Subrogation is a concept that's well-known in insurance and legal circles but often not by the policyholders they represent. Rather than leave it to the professionals, it would be in your benefit to comprehend an overview of the process. The more you know, the better decisions you can make with regard to your insurance company.
Every insurance policy you own is an assurance that, if something bad happens to you, the business that covers the policy will make restitutions in one way or another without unreasonable delay. If your property is broken into, your property insurance agrees to remunerate you or enable the repairs, subject to state property damage laws.
But since ascertaining who is financially responsible for services or repairs is often a time-consuming affair – and delay in some cases compounds the damage to the victim – insurance firms often opt to pay up front and assign blame after the fact. They then need a mechanism to recoup the costs if, ultimately, they weren't in charge of the expense.
You rush into the emergency room with a sliced-open finger. You hand the receptionist your medical insurance card and he records your plan information. You get taken care of and your insurance company gets a bill for the services. But on the following day, when you get to work – where the injury happened – your boss hands you workers compensation forms to file. Your workers comp policy is in fact responsible for the invoice, not your medical insurance. It has a vested interest in getting that money back in some way.
How Subrogation Works
This is where subrogation comes in. It is the way that an insurance company uses to claim reimbursement when it pays out a claim that turned out not to be its responsibility. Some insurance firms have in-house property damage lawyers and personal injury attorneys, or a department dedicated to subrogation; others contract with a law firm. Normally, only you can sue for damages done to your person or property. But under subrogation law, your insurance company is given some of your rights for having taken care of the damages. It can go after the money that was originally due to you, because it has covered the amount already.

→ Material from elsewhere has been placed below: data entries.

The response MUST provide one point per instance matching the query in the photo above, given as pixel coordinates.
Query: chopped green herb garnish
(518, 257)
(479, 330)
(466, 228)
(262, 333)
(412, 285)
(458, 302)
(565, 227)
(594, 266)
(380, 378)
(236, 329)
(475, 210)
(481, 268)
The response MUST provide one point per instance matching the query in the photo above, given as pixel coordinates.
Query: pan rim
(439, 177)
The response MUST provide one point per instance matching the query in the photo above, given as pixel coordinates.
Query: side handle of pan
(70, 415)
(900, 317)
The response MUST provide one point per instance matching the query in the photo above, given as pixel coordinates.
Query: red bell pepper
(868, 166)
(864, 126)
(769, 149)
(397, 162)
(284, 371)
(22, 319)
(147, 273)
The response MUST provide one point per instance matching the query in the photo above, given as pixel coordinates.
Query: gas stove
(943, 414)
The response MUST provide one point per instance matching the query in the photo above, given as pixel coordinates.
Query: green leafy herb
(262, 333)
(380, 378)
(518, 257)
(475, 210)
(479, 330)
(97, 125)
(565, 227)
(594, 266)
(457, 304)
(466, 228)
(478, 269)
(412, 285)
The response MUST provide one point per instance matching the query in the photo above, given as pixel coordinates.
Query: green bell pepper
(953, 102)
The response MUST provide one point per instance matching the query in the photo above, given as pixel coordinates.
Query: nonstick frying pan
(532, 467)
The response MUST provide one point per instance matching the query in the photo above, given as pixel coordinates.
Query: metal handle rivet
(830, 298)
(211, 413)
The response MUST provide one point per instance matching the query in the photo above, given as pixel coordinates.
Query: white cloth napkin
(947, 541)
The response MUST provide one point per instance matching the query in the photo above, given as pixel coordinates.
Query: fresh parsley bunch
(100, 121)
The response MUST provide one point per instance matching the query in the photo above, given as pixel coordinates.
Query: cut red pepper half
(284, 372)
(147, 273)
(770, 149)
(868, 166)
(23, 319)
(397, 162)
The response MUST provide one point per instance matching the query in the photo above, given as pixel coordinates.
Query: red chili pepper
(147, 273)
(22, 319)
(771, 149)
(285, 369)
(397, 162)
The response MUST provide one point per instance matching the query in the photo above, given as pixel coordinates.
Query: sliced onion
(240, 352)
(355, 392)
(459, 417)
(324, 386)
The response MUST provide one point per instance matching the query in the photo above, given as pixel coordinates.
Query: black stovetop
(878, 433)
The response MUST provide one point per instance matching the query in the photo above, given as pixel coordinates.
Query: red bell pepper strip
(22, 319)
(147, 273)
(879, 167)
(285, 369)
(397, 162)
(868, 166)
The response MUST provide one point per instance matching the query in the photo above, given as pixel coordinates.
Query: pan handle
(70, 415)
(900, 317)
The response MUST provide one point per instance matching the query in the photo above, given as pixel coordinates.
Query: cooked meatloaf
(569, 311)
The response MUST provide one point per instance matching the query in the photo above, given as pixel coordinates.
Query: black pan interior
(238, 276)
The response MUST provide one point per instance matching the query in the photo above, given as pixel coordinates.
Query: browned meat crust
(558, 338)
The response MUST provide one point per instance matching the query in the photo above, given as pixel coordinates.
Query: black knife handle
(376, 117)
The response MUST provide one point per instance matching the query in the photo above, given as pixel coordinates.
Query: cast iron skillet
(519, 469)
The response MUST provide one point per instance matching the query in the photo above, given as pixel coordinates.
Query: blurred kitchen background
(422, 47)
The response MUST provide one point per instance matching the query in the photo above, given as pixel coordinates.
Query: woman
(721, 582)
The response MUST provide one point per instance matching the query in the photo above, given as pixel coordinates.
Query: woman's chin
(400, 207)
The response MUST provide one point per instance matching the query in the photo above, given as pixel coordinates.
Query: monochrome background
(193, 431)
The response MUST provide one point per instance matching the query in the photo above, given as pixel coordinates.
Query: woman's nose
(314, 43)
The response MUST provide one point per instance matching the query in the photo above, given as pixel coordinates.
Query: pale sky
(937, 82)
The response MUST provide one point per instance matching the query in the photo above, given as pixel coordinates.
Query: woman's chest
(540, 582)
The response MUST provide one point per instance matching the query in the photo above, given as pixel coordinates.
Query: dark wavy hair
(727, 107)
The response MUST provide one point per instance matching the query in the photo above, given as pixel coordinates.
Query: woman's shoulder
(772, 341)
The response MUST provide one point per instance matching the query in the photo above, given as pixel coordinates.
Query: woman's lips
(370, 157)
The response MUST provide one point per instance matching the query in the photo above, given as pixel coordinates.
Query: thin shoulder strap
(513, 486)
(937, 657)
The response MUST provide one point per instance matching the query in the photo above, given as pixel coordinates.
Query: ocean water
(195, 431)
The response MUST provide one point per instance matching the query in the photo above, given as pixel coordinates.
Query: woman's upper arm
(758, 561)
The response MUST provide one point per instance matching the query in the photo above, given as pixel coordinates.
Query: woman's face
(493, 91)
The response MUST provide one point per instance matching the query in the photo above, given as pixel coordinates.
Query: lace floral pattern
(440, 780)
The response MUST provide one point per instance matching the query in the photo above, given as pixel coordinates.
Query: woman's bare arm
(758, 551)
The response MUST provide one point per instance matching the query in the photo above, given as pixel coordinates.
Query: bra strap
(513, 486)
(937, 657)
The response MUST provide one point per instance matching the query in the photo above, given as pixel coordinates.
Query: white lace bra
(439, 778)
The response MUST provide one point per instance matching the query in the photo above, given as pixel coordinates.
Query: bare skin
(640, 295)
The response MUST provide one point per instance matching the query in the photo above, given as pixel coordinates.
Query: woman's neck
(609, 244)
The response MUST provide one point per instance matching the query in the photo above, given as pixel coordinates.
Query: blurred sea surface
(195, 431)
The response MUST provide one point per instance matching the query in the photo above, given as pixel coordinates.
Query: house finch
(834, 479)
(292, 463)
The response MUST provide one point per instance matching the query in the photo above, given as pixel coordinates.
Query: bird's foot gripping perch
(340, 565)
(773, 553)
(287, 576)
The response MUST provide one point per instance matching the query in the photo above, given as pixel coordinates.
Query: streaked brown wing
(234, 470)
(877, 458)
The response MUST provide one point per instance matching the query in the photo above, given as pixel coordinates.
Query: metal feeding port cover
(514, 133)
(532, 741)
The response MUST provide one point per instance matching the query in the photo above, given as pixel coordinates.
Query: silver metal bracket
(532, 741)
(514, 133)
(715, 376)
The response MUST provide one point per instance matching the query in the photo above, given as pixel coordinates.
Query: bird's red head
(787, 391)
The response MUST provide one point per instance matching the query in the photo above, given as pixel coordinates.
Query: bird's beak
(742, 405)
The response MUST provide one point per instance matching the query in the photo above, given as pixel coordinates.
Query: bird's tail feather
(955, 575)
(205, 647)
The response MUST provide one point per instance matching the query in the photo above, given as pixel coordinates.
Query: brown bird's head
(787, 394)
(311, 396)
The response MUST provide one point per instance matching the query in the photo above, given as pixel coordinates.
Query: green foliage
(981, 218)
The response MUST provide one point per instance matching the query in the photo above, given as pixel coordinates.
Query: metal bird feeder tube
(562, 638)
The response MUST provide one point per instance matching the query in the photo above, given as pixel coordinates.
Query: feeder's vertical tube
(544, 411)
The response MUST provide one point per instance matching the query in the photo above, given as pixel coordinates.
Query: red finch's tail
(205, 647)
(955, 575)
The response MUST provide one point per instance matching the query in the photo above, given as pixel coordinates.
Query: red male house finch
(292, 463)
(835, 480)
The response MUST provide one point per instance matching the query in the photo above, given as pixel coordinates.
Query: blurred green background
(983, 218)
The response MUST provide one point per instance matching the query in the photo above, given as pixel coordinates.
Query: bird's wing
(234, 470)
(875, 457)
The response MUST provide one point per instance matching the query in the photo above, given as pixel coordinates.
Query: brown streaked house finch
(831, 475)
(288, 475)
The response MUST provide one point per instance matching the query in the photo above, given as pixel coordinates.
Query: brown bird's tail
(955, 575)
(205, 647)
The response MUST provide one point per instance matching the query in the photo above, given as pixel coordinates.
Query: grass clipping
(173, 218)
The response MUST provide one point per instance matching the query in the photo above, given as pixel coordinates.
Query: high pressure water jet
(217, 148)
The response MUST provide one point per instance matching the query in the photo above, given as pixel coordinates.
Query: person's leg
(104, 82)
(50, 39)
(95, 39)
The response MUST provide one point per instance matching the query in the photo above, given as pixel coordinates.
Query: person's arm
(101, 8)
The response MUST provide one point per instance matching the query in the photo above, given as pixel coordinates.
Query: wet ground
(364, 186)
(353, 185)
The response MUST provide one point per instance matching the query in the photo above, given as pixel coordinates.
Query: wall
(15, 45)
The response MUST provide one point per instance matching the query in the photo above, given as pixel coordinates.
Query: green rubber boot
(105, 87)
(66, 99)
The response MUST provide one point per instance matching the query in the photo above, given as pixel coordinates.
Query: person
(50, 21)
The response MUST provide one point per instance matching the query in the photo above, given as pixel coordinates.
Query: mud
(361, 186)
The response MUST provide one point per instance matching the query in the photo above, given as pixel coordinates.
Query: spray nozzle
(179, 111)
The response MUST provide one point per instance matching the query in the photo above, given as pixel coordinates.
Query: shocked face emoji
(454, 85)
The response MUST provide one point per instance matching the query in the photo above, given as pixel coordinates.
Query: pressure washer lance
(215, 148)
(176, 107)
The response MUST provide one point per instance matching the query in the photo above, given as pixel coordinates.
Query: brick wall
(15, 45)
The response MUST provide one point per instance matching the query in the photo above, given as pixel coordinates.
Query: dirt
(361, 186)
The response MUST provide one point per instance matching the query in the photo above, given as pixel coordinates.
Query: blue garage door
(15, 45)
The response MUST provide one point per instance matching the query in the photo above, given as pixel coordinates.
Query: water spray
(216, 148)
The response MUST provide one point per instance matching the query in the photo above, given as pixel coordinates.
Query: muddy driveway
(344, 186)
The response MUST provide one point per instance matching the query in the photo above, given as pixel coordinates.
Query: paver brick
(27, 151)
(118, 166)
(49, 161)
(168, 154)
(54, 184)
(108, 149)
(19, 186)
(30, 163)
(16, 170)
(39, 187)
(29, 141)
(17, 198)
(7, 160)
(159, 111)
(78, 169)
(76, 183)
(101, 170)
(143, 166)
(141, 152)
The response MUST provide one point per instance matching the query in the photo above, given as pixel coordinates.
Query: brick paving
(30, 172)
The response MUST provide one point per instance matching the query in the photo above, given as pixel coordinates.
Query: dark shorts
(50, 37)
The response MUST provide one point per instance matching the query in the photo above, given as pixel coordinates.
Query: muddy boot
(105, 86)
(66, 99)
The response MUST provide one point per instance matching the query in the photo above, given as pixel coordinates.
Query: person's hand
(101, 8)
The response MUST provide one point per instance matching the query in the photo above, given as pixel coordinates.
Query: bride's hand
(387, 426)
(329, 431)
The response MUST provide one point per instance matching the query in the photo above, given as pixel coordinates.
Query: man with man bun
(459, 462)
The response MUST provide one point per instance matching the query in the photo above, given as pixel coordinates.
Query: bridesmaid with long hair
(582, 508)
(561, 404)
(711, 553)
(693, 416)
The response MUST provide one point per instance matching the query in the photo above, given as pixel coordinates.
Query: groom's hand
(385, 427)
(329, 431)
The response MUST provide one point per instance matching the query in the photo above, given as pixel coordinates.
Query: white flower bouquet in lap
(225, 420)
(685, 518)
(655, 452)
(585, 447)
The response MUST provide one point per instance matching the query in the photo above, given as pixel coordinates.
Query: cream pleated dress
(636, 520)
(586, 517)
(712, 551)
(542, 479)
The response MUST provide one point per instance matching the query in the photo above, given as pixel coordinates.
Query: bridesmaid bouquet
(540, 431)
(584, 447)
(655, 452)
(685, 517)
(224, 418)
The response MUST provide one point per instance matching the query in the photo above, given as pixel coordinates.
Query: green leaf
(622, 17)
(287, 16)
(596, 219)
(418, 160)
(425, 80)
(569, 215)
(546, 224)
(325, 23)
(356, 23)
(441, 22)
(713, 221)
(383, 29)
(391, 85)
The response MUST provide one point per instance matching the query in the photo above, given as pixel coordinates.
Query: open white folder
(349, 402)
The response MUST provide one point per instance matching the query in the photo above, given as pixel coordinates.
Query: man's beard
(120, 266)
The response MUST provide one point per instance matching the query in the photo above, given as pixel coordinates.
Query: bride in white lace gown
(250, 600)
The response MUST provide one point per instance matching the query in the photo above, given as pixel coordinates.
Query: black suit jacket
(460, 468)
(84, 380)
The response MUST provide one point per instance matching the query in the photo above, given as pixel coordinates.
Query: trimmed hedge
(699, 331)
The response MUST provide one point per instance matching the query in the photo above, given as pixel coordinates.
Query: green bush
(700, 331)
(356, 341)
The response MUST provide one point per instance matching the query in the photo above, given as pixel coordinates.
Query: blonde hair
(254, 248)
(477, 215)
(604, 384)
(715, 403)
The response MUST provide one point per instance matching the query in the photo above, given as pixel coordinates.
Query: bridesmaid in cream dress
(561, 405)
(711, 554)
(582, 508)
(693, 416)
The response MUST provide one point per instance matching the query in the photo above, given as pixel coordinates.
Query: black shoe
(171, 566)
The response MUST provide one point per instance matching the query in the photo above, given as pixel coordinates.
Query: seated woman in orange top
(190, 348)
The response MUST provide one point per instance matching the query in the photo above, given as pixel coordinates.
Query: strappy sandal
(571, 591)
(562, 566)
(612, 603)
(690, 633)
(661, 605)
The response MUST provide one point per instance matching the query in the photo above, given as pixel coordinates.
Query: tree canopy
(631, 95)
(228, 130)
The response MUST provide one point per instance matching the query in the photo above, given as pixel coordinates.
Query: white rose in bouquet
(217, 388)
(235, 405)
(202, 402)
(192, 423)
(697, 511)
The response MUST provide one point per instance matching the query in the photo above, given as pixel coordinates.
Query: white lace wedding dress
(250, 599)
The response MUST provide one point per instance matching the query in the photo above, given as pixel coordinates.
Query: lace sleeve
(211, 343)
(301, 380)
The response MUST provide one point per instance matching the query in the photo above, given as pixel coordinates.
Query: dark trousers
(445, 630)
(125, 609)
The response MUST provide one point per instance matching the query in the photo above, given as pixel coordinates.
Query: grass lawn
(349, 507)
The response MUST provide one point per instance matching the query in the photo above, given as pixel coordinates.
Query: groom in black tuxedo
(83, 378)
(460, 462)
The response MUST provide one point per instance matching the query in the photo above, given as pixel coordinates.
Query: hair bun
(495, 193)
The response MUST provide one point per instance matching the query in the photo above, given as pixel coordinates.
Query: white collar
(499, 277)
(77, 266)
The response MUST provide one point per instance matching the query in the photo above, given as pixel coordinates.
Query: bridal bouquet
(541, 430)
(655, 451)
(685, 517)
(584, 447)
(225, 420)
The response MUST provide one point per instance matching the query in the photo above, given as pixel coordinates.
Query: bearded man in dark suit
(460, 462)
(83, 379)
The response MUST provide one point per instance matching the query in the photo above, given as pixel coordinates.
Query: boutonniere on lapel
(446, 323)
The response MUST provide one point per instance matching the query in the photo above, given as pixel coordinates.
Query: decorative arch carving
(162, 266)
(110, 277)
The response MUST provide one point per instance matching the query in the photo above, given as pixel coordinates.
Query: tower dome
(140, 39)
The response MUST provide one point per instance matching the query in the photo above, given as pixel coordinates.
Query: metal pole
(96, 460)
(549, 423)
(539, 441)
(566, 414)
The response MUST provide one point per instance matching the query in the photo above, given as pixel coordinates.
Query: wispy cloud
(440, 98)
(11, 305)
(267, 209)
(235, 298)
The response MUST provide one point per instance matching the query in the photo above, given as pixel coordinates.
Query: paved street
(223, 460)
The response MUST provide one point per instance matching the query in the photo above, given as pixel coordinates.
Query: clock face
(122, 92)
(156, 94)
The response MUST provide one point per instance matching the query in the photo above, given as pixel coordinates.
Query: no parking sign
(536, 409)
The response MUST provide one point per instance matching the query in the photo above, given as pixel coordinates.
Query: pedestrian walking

Why Does This Matter to Me?
For one thing, if you have a deductible, your insurance company wasn't the only one that had to pay. In a $10,000 accident with a $1,000 deductible, you lost some money too – to be precise, $1,000. If your insurance company is unconcerned with pursuing subrogation even when it is entitled, it might opt to recover its costs by boosting your premiums and call it a day. On the other hand, if it has a proficient legal team and pursues them efficiently, it is acting both in its own interests and in yours. If all is recovered, you will get your full thousand-dollar deductible back. If it recovers half (for instance, in a case where you are found one-half to blame), you'll typically get half your deductible back, depending on the laws in your state.
Moreover, if the total price of an accident is more than your maximum coverage amount, you may have had to pay the difference. If your insurance company or its property damage lawyers, such as workers compensation Austell GA, pursue subrogation and succeeds, it will recover your expenses as well as its own.
All insurers are not the same. When comparing, it's worth examining the records of competing firms to find out whether they pursue legitimate subrogation claims; if they resolve those claims without dragging their feet; if they keep their accountholders updated as the case goes on; and if they then process successfully won reimbursements immediately so that you can get your money back and move on with your life. If, instead, an insurance company has a reputation of honoring claims that aren't its responsibility and then protecting its profit margin by raising your premiums, you should keep looking.